Great insights into the work of female writers – The Irish Times

Modernism in Contemporary Irish Women’s Literature: The Stubborn Mode

editor: Oxford University Press

There are those who deny that modernism has any place in the realist tradition of contemporary Irish women writers. Paige Reynolds will have none of this, and argues convincingly that there is a consistent strand of modernism throughout Irish women’s literature, which complicates and encourages the hostile attitude of a hardline mindset.

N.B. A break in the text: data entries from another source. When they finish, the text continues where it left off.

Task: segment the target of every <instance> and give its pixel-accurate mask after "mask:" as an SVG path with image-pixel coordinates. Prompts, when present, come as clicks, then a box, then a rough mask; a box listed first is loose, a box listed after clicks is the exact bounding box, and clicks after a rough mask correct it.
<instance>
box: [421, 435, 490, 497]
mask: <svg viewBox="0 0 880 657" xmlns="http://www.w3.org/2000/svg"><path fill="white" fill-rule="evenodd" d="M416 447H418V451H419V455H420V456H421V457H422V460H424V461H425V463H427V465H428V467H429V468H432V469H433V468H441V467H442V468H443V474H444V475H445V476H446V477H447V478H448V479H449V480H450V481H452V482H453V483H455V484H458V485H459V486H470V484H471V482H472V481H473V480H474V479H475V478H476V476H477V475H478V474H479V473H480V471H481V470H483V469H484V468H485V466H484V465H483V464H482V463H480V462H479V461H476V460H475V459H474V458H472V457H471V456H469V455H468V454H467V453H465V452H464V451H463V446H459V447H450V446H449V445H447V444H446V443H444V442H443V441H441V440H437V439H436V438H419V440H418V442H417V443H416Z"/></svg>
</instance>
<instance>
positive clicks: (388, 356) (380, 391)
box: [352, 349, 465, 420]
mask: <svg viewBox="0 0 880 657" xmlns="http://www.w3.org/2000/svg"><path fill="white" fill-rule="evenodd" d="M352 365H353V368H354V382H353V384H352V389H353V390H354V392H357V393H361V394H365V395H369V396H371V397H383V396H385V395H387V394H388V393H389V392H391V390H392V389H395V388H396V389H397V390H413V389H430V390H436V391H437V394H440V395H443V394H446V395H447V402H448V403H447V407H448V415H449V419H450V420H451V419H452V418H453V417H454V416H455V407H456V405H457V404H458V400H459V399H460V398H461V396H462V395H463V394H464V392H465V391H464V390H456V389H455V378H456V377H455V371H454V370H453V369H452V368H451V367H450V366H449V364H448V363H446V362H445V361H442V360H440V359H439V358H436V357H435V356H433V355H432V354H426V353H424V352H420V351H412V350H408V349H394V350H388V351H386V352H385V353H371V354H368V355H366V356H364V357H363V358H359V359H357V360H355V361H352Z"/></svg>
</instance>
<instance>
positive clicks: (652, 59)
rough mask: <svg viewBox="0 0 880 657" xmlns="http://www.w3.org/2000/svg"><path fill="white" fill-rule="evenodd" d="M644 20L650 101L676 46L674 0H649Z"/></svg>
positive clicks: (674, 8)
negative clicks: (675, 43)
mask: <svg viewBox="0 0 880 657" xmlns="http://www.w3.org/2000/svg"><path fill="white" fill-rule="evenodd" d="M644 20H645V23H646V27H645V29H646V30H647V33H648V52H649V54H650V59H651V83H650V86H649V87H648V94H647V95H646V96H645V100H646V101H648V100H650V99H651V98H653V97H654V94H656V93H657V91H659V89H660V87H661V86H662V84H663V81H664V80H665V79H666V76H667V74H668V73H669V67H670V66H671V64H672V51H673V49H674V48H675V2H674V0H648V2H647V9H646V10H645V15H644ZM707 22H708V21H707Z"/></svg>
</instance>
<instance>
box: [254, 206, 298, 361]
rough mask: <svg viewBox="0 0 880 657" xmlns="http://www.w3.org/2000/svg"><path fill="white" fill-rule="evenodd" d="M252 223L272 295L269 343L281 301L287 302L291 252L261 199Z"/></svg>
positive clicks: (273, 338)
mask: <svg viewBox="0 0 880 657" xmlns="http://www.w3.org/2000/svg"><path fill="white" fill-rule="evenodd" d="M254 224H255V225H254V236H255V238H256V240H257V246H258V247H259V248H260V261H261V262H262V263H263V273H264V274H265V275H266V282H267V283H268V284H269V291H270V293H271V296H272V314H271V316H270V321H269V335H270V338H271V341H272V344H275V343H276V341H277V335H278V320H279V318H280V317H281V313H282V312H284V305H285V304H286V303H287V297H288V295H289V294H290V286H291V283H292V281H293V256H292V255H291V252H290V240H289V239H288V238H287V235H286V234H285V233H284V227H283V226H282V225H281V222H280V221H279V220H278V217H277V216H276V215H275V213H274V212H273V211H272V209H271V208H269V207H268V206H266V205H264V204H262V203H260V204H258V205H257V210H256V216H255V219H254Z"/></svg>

At the height of modernism, she sees women’s experimental energy flowing into theater and dance, only later emerging in fiction. And because women writers do not want to alienate themselves from the mainstream, they readily adopt the realist style for their prose. But embedded in this realist structure are experimental modernist tropes that complicate the narrative. Even in a predominantly realist work like Sally Rooney’s Normal People, Reynolds detects a subtle modernism at work upon close reading. Were the novel’s heroine endowed with more modernist sensibilities, Reynolds argues, Marianne would be capable of a greater degree of self-awareness than she displays.

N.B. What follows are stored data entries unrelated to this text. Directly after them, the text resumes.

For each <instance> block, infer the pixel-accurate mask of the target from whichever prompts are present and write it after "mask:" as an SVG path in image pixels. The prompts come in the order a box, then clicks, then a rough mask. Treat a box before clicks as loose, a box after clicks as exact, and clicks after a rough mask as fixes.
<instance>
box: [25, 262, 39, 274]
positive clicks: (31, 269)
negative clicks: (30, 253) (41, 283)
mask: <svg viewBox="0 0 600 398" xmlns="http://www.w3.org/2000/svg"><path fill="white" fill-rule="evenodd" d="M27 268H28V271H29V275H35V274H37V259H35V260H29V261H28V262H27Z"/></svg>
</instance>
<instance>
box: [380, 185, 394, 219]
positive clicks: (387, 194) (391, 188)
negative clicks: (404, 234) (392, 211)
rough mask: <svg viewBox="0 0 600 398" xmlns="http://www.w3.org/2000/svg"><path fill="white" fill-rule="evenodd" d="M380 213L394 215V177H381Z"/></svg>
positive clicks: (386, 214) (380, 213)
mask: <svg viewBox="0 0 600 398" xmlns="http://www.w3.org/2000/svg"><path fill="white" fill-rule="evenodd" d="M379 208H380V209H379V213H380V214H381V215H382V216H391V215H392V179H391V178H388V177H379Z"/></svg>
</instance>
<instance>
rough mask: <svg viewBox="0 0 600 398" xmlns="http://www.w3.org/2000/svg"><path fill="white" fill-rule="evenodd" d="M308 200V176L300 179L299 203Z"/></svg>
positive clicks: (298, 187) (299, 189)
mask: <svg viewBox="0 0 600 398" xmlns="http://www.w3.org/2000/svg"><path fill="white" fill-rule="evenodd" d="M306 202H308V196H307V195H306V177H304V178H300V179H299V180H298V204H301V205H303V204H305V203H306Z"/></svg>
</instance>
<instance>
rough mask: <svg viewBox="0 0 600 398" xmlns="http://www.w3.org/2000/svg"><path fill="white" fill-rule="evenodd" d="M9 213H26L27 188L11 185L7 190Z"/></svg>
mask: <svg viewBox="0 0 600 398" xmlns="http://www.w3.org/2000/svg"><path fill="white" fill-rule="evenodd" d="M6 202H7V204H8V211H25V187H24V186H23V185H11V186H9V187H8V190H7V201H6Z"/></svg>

( I wanted to write a book about Irish women. They told me to include men tooOpens in new window. )

The range of authors covered is truly impressive, from Kate O’Brien and Elizabeth Bowen to Rooney, Eimear McBride and Anna Burns. For Bowen, Reynolds chooses Summer Night, a short story published in 1941 and set in Ireland during the Second World War. The section on Kate O’Brien comes at the beginning of a chapter on prayer, one of the forms of interiority the book explores (the others are reading and daydreaming). The O’Brien novel is called The Land of Spices and is set in a monastery. Reynolds captures Kate O’Brien’s complex relationship with Catholicism perfectly: “Her characters’ ambivalence about the efficacy of prayer often provided an indication of their own conflicted relationship with religious belief and institutions.”

( My first encounter with Edna O’ Brien never left me, but the last one was the most difficultOpens in new window. )

Joyce is the modernist to whom Irish women writers turn. The most significant of these is the late, great Edna O’Brien, who published a critical monograph on Joyce and the novella Night with her reworking of Molly Bloom’s reveries. The work of recent years that stands out most is Anna Burns’s Milkman. The novel is brilliantly analyzed in these pages, showing how the main character reads to escape surveillance. I only wish there had been more of it. But that would be my complaint about almost everything here, and it’s a good one. Paige Reynolds’ book is consistently insightful about the many texts by Irish women it covers, and immediately establishes itself as a major work in the field.